The debate is punctuated by crushing economic problems on the farm. Bumper crops, combined with falling prices, collapsing sales abroad and a severe credit crunch, add an air of urgency.

The bottom line is money -- how much the government spends to fuel the machine, the consumer pays for food, the farmer receives for goods, the processor spends on raw ingredients. The debate, cutting through the rhetoric, is about how these costs are apportioned.

The Reagan administration contends that federal support must end now, requiring farmers to adjust to lower prices and diminished markets. The other side, which includes sizable numbers of Republicans, argues that the government put farmers in their present fix and must help extract them with compassion and generosity.

Two issues expected to surface early in House floor skirmishing illustrate the points:

*Dairy -- The committee is offering a complex plan that pays farmers not to produce, to reduce the milk, butter and cheese surplus that has cost the government more than $6 billion since 1981.
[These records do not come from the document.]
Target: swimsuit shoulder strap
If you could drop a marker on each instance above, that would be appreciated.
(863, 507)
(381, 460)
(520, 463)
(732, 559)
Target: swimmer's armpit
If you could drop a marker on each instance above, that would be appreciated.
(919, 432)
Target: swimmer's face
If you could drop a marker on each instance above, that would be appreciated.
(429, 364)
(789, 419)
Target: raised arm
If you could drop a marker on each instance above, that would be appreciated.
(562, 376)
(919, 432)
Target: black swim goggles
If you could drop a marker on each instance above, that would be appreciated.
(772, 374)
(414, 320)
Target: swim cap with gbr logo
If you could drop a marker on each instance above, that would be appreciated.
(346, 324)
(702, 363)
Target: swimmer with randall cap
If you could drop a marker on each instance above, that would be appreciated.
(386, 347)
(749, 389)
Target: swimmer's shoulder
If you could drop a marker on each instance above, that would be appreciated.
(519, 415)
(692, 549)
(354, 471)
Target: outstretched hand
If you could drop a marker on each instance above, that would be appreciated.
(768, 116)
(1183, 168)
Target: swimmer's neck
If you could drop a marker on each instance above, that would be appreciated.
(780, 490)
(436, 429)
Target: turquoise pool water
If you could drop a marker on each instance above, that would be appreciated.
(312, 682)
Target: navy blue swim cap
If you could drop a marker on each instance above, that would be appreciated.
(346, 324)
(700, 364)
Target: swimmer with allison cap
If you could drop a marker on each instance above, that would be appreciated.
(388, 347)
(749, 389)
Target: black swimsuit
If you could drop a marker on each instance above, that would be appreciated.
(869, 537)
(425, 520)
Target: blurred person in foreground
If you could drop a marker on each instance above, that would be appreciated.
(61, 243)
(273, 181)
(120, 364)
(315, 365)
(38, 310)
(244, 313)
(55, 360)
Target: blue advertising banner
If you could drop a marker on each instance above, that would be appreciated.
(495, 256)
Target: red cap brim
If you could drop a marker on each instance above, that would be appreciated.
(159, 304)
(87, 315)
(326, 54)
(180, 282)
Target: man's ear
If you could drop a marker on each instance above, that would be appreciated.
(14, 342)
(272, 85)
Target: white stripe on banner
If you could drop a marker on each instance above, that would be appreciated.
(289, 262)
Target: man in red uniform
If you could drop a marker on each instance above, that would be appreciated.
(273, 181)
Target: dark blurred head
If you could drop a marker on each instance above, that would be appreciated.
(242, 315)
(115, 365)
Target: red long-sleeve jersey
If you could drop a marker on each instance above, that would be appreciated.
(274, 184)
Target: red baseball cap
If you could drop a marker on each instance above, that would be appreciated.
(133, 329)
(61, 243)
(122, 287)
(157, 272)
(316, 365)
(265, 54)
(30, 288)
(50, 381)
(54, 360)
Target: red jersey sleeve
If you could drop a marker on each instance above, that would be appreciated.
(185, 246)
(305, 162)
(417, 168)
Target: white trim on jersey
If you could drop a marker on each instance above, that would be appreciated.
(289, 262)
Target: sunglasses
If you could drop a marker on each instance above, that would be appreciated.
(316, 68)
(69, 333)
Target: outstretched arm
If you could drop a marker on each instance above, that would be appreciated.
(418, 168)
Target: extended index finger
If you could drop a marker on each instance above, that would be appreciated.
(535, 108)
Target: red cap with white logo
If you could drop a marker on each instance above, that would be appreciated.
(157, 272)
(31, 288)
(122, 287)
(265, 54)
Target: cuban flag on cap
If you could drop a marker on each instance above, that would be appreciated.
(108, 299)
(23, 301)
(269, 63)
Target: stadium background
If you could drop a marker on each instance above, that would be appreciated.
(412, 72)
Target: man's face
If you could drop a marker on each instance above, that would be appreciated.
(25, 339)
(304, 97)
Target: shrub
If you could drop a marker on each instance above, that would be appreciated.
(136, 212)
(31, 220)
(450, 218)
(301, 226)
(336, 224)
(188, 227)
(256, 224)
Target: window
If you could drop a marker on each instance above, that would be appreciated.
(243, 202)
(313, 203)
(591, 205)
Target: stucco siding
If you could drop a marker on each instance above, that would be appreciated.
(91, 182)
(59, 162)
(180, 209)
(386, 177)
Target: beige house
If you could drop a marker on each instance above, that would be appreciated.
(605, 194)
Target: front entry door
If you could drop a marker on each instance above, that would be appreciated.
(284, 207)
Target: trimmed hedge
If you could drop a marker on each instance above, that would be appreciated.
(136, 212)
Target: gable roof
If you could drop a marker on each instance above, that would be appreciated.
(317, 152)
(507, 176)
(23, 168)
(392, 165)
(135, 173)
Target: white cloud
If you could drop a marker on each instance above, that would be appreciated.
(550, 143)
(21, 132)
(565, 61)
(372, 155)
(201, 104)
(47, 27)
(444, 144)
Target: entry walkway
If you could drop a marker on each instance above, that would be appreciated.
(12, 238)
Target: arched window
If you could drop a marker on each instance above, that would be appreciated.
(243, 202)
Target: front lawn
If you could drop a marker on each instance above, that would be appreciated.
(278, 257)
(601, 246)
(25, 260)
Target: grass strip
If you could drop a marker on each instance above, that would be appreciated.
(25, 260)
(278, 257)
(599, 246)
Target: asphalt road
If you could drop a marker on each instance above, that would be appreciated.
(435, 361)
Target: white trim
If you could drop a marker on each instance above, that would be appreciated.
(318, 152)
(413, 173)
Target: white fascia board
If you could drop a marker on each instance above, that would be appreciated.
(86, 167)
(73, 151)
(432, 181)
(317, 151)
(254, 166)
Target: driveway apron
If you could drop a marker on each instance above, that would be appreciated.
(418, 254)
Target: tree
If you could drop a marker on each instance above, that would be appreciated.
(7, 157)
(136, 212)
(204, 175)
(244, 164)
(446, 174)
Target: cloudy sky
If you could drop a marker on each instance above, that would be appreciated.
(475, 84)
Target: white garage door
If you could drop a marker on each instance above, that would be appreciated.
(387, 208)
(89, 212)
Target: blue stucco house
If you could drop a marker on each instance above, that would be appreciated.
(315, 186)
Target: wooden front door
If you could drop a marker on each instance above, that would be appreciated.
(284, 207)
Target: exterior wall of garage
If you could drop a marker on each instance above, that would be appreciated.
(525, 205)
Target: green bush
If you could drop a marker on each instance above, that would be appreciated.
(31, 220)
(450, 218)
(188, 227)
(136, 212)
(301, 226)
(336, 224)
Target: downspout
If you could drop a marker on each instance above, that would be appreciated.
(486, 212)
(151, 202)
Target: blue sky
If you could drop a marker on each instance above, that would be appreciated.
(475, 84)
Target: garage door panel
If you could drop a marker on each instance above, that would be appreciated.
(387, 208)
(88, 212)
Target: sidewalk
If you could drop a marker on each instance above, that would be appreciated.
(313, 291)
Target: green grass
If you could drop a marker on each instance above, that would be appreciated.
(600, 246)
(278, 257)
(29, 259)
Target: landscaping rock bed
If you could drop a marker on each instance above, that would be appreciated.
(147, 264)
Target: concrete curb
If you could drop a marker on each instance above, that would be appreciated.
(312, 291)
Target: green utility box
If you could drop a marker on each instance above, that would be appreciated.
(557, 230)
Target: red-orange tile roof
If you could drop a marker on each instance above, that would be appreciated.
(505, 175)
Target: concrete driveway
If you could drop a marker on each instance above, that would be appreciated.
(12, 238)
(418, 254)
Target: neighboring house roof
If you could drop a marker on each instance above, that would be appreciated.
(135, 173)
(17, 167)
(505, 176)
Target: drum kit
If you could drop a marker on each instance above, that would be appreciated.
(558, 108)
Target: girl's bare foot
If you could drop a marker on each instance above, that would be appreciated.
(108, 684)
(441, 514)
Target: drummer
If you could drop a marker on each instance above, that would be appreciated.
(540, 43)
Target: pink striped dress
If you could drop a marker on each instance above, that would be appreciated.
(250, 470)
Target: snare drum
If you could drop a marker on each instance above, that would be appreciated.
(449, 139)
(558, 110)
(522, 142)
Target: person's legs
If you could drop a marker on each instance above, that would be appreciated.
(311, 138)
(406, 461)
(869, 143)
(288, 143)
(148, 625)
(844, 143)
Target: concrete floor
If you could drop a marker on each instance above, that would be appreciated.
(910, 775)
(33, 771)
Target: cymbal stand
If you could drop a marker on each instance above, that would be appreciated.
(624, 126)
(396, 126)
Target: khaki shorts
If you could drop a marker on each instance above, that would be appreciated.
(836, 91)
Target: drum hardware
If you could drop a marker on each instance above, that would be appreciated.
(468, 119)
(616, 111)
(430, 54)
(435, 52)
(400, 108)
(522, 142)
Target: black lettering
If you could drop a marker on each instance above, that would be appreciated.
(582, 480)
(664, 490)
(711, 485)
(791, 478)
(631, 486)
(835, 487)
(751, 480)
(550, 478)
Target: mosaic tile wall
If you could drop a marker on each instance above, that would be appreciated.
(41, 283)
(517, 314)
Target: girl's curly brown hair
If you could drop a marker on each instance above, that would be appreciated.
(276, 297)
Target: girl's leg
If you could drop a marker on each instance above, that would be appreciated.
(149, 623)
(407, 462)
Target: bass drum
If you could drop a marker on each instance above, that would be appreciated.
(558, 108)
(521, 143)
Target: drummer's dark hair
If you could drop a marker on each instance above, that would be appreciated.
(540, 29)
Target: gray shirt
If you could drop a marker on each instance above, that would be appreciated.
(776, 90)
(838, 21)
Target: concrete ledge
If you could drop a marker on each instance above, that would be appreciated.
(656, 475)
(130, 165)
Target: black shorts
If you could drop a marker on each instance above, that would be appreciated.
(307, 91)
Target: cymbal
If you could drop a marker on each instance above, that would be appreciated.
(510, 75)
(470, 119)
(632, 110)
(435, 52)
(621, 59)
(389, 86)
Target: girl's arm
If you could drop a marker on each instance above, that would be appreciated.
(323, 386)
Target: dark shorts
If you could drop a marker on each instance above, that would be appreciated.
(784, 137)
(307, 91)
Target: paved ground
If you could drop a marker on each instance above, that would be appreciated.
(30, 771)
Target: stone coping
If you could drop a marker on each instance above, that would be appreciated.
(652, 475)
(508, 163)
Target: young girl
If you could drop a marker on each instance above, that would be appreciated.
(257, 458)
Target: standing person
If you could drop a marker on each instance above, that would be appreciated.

Supporters agree that milk prices would not decrease but that the farmers' pain of cutting output would be eased. Opponents say an easier, quicker way is to cut federal supports sharply, regardless of whether it means bankruptcy for some farmers.

*Sugar -- The committee wants to continue a program that props domestic sugar producers and keeps prices high through restrictions on less expensive imports.

Critics who want to scuttle the program say it threatens jobs in sugar refineries and candy factories and on the docks, while punishing Latin American allies who rely on sugar as a major source of income.

These and other farm-support issues promise heated argument in House and Senate. But the debate is driven by perhaps more immediate forces -- enormous crop surpluses pushing prices to low levels, the most farm foreclosures and country-bank failures since the Great Depression, collapsing export sales, high interest rates and falling land values that imperil the stability of thousands of farmers.

Wrangling over these issues in the Agriculture committees has been intense all year, with farm-state legislators torn between administration insistence that federal program spending be cut and their own perceptions that rural America can be kept strong only with greater federal support.

In the background is farm credit deterioration. The farmer-owned Farm Credit System holds about one-third of the $214 billion U.S. agricultural debt, and private farm lenders intend to seek federal financial aid to cover increasing amounts of bad farm debt.

Also influencing the debate is raw politics. With 22 Senate Republicans' seats to be contested next year, farm-state GOP incumbents have been extraordinarily leery of backing administration budget cuts.

The most striking example is Sen. Mark Andrews (R-N.D.), who, facing a reelection campaign, has consistently lined up with committee Democrats in insisting that federal farm spending not be cut.

Nevertheless, many congressional observers say a farm bill can do relatively little to unsnarl a U.S. agricultural machine that produces more than it can sell. They say monetary policy and the world economy, which in good times buys at least one-third of American farm output, have much to do with U.S. farm solvency.

As Sen. John Melcher (D-Mont.), a leader of Senate forces arguing strongly against administration efforts to cut federal supports, says:

"A group of us started from the premise that the situation for price correction -- improved farm income -- is beyond the scope of the bill, except to the extent that we could improve trade and food-aid provisions utilizing the surplus commodities that we have . . . . We have come part of the way on both items."

He and his allies, supported by Andrews, dominated Senate committee debate and, as the panel approved a farm bill last week, rolled over Chairman Jesse Helms (R-N.C.) and Majority Leader Robert J. Dole (R-Kan.) to produce a measure at least $9 billion over budget.

The administration calls the bill unacceptable.

"The brutal truth is that the times are so serious with low farm prices and the pressure of getting credit that there isn't any time for politics," Melcher said yesterday. "What we are trying to do is a minimum that has to be done, and it goes way beyond the farm economy into the national economy . . . . It is too serious, too critical to pay any attention to the administration."

Across Capitol Hill, Rep. Edward R. Madigan (R-Ill.), like many Republicans, has distanced himself from the administration's hard line on farm policy.

"There are two categories of people who are involved and are about to become involved," he said. "The first is people who are trying to develop a workable farm bill . . . to stabilize the farm economy. The second is people who think that is not possible to do and who are looking for votes to protect their rear ends at home."

Somewhere between those lines lies a 1985 farm bill.